Обоим перевалило уже за семьдесят и были они совершенно разные особи, Демидов и Караваев, не похожие друг на друга ни человеческими качествами, ни манерой живописи, ни судьбой в искусстве. Если Демидов, рано прославленный (его дипломная работа “Куликовская битва” была сразу куплена Русским музеем), рано избалованный известностью, заказами, деньгами, поездками за границу, постоянно был на виду, шумел своими выставками в Манеже, где выстраивались очереди, толкалась пресса и телевидение, то Василий Ильич, “чародей светотени”, мастер пейзажа, был внешне тих, скромен, неразговорчив на людях, обходителен, мягок с каждым, не имел врагов, не имел и друзей, за исключением одного Демидова, друга еще институтского, к которому был искренне привязан, влюбленный в его талант, работоспособность, непредсказуемый нрав, веселую артистичность, с какой он принимал успех, устраивал щедрые застолья. Его изумляло и бесстрашие его неожиданных переходов от живописи к скульптуре, и громоподобная восторженность его криков на всю мастерскую: “Эврика! Сегодня я не бездарность!” При этом он хохотал и потрясал волосатыми руками, обнаженными по локоть. Василий Ильич не только ценил многообразие Демидова, но неизменчивое восхищение порождало и особую, из ряда вон, ревность ко всему, что Демидов писал или лепил. Он панически боялся, что новую работу тот сделает слабее признанных, и пугало также, что его репутации могут навредить излишние “зигзаги” в питье, неразборчивые суждения, открытые для всех двери мастерской, а в последнее время внимание власть имущих, их заказы, как бы подрывающие его известную независимость. И когда они были одни, тихий Василий Ильич, охраняя друга, становился судьей нелицеприятным, спокойно-острым, подчас приводя Демидова в добродушное веселье, подчас в ярость, что никогда не разрешалась разрывом, а наоборот — заканчивалось бурными тостами за здоровье друг друга.

— Что ни говори, а ты встал в позу Белинского, Вася, хоть ваяй тебя на пьедестал, — рокотал насмешливо Демидов. — Но сознайся, ниспровергатель, ведь ты, небось, за последние годы ничего, кроме “Крокодила”, не читал? Сознайся, а? Тогда пострадай, грешный, маненечко. Пока не попросишь пардону. Я сейчас тебя буду душить двумя цитатами. Между прочим — это мысли художника чистого золота, который кое-что соображал. Послушай-ка…
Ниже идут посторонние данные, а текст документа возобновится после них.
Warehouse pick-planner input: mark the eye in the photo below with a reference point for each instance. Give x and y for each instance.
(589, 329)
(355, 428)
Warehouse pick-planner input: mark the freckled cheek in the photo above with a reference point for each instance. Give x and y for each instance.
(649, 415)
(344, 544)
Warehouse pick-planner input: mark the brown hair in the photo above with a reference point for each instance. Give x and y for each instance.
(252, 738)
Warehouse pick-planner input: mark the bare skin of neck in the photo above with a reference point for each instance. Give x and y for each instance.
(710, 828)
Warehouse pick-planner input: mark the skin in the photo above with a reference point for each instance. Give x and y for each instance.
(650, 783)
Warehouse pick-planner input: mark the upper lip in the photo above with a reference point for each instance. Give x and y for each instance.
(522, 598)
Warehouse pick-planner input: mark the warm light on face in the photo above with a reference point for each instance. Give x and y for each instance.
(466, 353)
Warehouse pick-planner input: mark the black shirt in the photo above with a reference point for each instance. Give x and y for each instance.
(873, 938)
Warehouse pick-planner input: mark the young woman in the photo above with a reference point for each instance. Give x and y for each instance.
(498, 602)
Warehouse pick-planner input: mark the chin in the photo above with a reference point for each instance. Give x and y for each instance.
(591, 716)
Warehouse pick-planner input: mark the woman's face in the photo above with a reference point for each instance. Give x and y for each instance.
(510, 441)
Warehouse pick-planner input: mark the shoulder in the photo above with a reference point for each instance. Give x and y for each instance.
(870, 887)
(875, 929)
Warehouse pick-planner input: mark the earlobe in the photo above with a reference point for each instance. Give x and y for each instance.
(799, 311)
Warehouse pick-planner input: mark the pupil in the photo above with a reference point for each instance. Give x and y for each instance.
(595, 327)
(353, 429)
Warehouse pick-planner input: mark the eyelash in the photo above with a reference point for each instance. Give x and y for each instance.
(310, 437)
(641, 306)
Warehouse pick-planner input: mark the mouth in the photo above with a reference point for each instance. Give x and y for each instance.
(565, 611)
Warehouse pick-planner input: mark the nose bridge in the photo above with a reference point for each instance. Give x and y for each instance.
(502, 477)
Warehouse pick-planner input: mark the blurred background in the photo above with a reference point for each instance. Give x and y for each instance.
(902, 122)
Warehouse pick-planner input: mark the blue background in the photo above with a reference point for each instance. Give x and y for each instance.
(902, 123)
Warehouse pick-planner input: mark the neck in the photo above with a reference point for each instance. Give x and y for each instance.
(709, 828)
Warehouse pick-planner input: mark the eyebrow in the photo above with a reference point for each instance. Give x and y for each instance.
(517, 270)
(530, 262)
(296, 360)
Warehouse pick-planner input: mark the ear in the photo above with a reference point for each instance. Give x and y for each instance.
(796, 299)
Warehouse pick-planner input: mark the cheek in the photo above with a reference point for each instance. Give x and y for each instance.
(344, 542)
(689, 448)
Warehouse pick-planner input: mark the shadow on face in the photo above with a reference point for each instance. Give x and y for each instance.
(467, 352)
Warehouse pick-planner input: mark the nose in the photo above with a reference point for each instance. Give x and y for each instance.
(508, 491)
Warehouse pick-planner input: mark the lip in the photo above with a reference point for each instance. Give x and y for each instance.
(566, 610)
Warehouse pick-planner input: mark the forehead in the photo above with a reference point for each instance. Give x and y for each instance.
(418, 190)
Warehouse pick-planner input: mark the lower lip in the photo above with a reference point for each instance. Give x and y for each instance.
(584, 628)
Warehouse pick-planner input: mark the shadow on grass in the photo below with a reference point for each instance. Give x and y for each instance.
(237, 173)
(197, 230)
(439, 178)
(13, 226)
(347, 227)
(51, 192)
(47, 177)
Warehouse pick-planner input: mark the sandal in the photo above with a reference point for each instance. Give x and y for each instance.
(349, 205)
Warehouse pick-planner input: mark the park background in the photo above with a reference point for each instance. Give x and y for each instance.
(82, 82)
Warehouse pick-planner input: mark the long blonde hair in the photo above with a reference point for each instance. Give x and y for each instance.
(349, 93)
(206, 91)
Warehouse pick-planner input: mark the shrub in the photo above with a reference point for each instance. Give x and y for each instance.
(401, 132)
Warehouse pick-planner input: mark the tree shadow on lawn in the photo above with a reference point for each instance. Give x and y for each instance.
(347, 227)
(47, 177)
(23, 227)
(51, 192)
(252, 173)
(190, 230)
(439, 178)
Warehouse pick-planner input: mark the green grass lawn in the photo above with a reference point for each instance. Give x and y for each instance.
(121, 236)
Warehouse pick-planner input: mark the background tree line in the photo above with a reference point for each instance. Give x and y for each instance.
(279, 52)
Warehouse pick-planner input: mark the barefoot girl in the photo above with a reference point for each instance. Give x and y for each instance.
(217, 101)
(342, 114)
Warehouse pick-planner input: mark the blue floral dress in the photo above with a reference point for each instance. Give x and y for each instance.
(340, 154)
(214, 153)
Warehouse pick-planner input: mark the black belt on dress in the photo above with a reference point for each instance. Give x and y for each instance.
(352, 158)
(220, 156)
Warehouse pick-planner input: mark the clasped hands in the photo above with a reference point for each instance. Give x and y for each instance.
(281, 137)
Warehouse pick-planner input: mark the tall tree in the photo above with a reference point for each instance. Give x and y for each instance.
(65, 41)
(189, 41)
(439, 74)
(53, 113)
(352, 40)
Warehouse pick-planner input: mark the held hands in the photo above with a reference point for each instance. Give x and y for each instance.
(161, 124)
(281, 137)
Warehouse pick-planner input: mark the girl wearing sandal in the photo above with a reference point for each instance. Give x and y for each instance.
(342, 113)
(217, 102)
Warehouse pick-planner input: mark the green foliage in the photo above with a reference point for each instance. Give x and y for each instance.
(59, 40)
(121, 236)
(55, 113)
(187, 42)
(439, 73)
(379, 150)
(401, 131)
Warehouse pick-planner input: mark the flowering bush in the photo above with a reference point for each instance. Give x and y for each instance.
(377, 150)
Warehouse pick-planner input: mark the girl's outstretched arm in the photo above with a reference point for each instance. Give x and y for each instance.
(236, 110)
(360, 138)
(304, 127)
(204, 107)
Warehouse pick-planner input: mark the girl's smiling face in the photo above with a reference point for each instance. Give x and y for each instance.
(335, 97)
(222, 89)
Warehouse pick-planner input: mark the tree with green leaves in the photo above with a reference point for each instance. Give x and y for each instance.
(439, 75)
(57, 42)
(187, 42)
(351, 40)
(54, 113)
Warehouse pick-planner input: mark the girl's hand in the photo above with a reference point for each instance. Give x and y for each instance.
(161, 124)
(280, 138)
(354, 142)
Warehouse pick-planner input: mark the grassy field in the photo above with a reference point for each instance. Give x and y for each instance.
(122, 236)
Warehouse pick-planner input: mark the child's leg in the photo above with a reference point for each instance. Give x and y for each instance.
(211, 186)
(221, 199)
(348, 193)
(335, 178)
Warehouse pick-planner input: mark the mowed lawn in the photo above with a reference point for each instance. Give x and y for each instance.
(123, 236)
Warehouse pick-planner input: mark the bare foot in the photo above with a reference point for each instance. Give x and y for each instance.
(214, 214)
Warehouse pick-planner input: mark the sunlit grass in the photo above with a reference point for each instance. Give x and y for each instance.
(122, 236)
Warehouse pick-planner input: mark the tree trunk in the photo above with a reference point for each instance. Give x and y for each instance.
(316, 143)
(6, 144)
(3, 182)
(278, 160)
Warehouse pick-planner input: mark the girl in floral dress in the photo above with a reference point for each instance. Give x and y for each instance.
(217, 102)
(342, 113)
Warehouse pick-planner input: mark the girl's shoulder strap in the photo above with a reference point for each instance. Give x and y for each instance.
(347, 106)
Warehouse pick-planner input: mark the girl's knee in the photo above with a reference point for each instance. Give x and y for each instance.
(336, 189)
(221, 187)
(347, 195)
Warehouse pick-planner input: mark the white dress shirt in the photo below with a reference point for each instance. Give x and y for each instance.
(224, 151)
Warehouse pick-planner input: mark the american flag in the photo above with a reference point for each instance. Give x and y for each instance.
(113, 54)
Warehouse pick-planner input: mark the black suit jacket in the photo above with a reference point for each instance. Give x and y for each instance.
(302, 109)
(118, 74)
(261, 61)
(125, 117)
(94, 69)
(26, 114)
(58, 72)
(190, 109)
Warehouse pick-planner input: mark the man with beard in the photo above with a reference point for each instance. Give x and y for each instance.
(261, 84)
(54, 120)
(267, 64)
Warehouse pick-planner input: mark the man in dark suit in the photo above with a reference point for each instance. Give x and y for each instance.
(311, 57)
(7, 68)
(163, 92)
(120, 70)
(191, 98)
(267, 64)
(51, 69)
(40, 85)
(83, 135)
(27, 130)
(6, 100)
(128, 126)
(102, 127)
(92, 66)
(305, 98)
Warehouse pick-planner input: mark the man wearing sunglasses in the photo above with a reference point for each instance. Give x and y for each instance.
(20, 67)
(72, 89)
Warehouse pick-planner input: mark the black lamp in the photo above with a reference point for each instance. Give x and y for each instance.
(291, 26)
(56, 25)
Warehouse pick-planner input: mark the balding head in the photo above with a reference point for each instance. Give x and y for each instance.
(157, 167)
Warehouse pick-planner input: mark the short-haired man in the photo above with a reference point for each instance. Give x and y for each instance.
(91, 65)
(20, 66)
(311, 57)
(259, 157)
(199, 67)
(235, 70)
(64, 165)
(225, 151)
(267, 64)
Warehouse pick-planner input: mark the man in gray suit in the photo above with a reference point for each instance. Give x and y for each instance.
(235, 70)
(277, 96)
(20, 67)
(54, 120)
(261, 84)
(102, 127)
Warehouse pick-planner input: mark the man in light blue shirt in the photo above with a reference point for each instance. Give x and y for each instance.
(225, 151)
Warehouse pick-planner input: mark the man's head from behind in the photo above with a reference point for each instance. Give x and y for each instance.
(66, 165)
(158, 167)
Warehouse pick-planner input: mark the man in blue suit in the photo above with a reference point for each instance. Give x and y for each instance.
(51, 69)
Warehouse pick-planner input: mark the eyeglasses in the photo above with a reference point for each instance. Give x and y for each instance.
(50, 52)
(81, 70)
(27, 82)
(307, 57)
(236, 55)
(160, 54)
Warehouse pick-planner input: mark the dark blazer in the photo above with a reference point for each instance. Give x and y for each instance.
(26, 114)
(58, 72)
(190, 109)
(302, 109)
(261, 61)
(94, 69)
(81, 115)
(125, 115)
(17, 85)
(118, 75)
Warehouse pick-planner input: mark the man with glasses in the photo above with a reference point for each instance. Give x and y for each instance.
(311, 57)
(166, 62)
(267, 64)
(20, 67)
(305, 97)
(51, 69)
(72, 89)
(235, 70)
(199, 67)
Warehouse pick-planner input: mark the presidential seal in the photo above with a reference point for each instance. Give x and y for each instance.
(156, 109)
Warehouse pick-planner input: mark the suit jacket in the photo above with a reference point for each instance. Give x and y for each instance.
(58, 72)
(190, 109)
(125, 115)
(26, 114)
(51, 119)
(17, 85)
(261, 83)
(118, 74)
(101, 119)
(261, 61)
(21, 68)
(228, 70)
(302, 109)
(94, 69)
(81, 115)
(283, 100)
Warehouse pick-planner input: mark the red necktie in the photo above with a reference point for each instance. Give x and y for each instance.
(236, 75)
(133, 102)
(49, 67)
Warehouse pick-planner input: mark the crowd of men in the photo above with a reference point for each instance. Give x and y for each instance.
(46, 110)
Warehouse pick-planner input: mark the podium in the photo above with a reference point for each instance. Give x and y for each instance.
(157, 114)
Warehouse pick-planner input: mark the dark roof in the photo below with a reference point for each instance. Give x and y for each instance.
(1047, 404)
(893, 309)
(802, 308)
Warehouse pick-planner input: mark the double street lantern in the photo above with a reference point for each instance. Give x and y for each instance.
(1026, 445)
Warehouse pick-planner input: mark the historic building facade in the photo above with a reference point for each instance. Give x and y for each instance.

— Души, — пробормотал Василий Ильич, — это ты умеешь.

— Не всегда.

Демидов поелозил ступнями по полу, поймал шлепанцы, подхватил с ночного столика очки и, предвкушающе покрякивая, двинулся к стеллажам. Он кинул очки на крупный нос, вытянул из книжной тесноты потрепанный томик, полистал:

— Вот, слушай, Александр Александрович Блок. Незаурядный умница. Дневник 1912 года. Читаю: “Миланская конюшня. “Тайная вечеря” Леонардо. Ее заслоняют всегда задницы английских туристок. Критика есть такая задница”. Как, Вася? Крепко сказано? Совсем не похоже на эстетствующего поэта. Но — предельно точно. А меж тем у него тончайшая поэзия. Как там? “И странной близостью закованный, смотрю сквозь темную вуаль и вижу берег очарованный и очарованную даль”. Так или не так, внук? Никаких апокрифических искажений?

— Никаких, — ответил Андрей, не в первый раз отмечая начитанность и память деда и часто озадачиваясь его желанием играть под простой народ и огрублять себя соленой речью.

— Так вот, господа хорошие, с такой неудобопроизносимой деталью тела, как задница, сравнивает критику божественный Александр Александрович, — продолжал Демидов, бодро взглядывая на Василия Ильича увеличенными стеклами очков глазами. — Согласен ли ты, Вася, с этим определением нашего великого эстета?

— Не согласен, — проворчал Василий Ильич. — Нет. Это случайность у Блока. А твоя любимая уличная лексика, прости, ради Бога, какой-то снобизм.

— Великолепно и чудесно! А ты что думаешь, мой дорогой внук? Блок и твой грешный дед — снобы?